Mathias Goeritz

(Germany-Mexico, 1915-1990)

Originally from Poland, Mathias Goeritz received a PhD in philosophy and art history in Berlin in 1937. Different voyages throughout Europe during his youth imbued him with the language of the avant-gardes, from Dada to surrealism and expressionism to Bauhaus. In 1940, he moved to Morocco then to Spain in 1945 where he founded the Altamira School in 1948. In 1949, he moved to Mexico and would never leave. Between sculpture and architecture, painting and poetry, philosophy and esthetic critic of the trends of his time, Goeritz established an aesthetic experience based on the necessity for a “spiritual elevation.” In 1952 the “Manifesto of Emotional Architecture,” was one of the first texts theorizing a call to fundamentally overcome the Functionalist precepts.
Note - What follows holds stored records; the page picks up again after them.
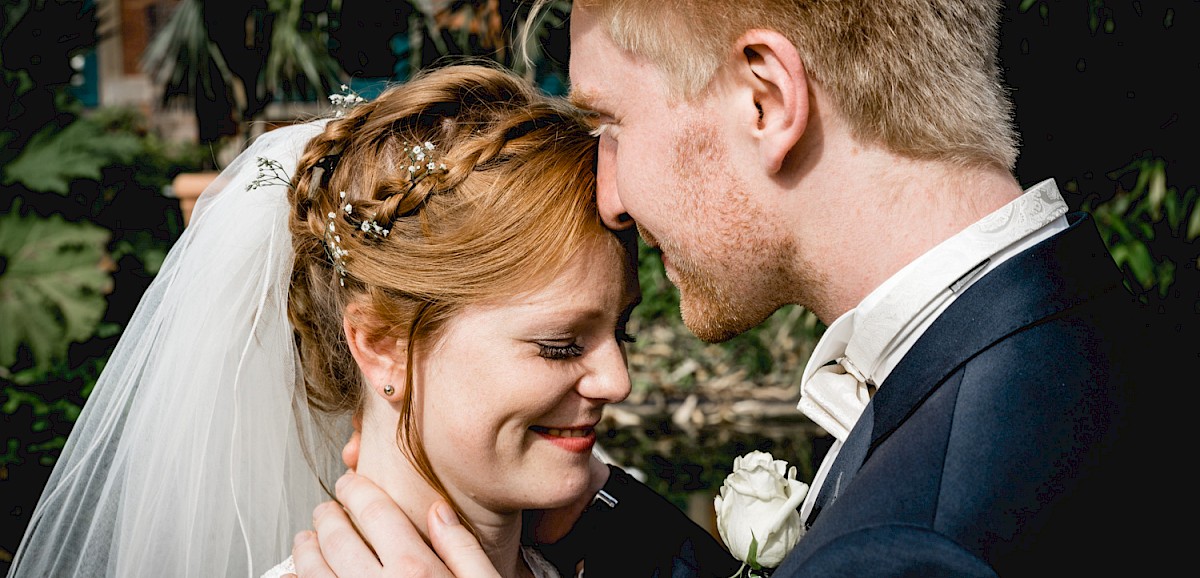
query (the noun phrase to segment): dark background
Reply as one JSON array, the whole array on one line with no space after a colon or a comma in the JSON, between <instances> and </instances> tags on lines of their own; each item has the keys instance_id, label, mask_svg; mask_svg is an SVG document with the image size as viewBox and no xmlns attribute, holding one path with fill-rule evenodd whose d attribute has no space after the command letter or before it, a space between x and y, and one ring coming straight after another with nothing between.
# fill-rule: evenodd
<instances>
[{"instance_id":1,"label":"dark background","mask_svg":"<svg viewBox=\"0 0 1200 578\"><path fill-rule=\"evenodd\" d=\"M1028 3L1007 2L1000 45L1022 135L1022 184L1053 176L1107 190L1105 173L1149 153L1168 161L1168 184L1197 185L1200 2L1060 0L1021 12Z\"/></svg>"}]
</instances>

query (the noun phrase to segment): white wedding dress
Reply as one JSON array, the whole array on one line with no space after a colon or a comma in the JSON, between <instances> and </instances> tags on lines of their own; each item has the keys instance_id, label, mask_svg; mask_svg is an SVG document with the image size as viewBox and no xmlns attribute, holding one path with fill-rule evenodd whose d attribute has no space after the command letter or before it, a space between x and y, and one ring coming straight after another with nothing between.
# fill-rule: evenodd
<instances>
[{"instance_id":1,"label":"white wedding dress","mask_svg":"<svg viewBox=\"0 0 1200 578\"><path fill-rule=\"evenodd\" d=\"M525 559L525 563L529 565L529 569L533 571L534 578L561 578L558 570L547 562L542 557L541 553L528 546L521 546L521 557ZM292 557L288 556L287 560L280 562L278 566L267 570L262 578L281 578L287 574L295 574L296 566L292 562Z\"/></svg>"}]
</instances>

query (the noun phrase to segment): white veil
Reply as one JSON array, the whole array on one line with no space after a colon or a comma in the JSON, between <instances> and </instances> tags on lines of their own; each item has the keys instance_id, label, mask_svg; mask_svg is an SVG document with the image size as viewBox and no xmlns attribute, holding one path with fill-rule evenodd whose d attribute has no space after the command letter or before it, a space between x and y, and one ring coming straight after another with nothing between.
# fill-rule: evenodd
<instances>
[{"instance_id":1,"label":"white veil","mask_svg":"<svg viewBox=\"0 0 1200 578\"><path fill-rule=\"evenodd\" d=\"M287 295L289 175L323 121L259 137L194 217L84 404L9 571L26 576L257 577L344 469L305 402ZM312 456L305 458L301 436Z\"/></svg>"}]
</instances>

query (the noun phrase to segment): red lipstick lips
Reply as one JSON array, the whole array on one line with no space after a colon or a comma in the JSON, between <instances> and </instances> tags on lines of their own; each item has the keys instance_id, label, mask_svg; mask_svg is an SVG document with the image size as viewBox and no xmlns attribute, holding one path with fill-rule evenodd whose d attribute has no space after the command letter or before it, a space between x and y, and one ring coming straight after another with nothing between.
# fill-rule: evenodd
<instances>
[{"instance_id":1,"label":"red lipstick lips","mask_svg":"<svg viewBox=\"0 0 1200 578\"><path fill-rule=\"evenodd\" d=\"M542 439L572 453L588 453L596 444L596 429L592 427L550 428L531 426Z\"/></svg>"}]
</instances>

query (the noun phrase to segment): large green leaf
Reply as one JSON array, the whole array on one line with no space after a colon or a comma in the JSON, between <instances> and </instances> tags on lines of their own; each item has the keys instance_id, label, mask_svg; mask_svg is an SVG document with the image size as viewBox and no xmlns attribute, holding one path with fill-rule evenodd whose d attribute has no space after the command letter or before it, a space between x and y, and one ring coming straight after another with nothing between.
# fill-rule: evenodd
<instances>
[{"instance_id":1,"label":"large green leaf","mask_svg":"<svg viewBox=\"0 0 1200 578\"><path fill-rule=\"evenodd\" d=\"M86 118L62 129L51 125L33 135L21 154L4 167L3 183L20 182L34 191L65 195L72 180L99 180L100 169L128 163L141 149L136 136L105 131Z\"/></svg>"},{"instance_id":2,"label":"large green leaf","mask_svg":"<svg viewBox=\"0 0 1200 578\"><path fill-rule=\"evenodd\" d=\"M110 232L60 216L0 215L0 366L25 345L37 367L65 357L95 332L112 291Z\"/></svg>"}]
</instances>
The Experimental Museum ECO (1953), Satellite Towers, 1957 (Collaboration Luis Barragan and Mario Pani), La Ruta de la Amistad [The Road of Friendship] (a city scale circuit of twenty sculptures commissioned for 1968 Olympics in Mexico), Or the Espacio Escultorico (created for the campus of the university of Mexico City, 1978-1981), remain some of Latin America’s most celebrated “architectural-sculpture” projects.